Winner of the Canadian Jewish Literary Award for fiction Gary Barwin joins the festival with Nothing the Same, Everything Haunted: The Ballad of Motl the Cowboy, together with U.S. author Jai Chakrabarti, who brings A Play for the End of the World.
Short stories will be celebrated in an event with Vancouver’s Rachel Rose and her collection The Octopus Has Three Hearts, long-listed for the Scotiabank Giller Prize, together with Montreal’s Ami Sands Brodoff presenting her intricately linked stories in The Sleep of Apples. From Toronto, novelist and cultural critic Hal Niedzviecki discusses his latest novel, The Lost Expert.

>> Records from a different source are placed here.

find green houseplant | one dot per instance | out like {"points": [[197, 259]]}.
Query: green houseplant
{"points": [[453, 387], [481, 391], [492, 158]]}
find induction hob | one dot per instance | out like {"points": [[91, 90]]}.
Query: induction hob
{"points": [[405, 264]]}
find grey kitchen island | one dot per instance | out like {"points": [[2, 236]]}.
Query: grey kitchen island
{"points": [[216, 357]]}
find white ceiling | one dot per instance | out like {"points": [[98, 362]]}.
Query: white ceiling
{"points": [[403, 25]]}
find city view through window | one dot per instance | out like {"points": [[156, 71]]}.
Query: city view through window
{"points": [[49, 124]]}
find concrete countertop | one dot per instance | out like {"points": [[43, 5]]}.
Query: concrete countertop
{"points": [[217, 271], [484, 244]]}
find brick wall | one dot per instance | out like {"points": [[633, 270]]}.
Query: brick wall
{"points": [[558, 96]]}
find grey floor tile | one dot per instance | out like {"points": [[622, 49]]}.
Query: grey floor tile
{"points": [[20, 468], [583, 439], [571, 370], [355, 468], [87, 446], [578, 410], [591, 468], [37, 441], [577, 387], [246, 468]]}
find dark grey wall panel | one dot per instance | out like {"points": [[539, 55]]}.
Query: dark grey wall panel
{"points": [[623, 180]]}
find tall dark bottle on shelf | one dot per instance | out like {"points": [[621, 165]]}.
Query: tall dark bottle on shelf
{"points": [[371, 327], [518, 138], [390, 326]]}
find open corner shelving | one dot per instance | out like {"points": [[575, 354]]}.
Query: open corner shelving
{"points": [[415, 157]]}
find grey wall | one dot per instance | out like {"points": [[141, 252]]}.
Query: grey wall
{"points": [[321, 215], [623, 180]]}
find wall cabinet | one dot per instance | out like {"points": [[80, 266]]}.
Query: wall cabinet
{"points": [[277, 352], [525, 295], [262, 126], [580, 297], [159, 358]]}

Stories of artists in the Second World War era are presented by two U.S. writers: Meg Waite Clayton (The Postmistress of Paris) and painter/writer Michaela Carter (Leonora in the Morning Light). History also has an important place in the work of Leah Garrett, who presents X-Troop: The Secret Jewish Commandos of World War II (who were the inspiration for Quentin Tarantino’s Inglourious Basterds), and Menachem Kaiser, whose Plunder: A Memoir of Family Property and Nazi Treasure won the Canadian Jewish Literary Award for non-fiction.
The annual Book Clubs event features Australian author Heather Morris, with her novel Three Sisters, the last in the Tattooist of Auschwitz trilogy.
Among the B.C. authors represented are Isa Milman, with her memoir Afterlight: In Search of Poetry, History and Home, and Rachel Mines, with her translation of Jonah Rosenfeld’s The Rivals and Other Stories. An epilogue event (i.e. after the festival run) moderated by Yosef Wosk features Robert Krell and his memoir Sounds from Silence and Alan Twigg’s Out Of Hiding: Holocaust Literature of British Columbia.
Regular updates can be found at jccgv.com/jewish-book-festival, where the digital program guide will be available after Dec. 28.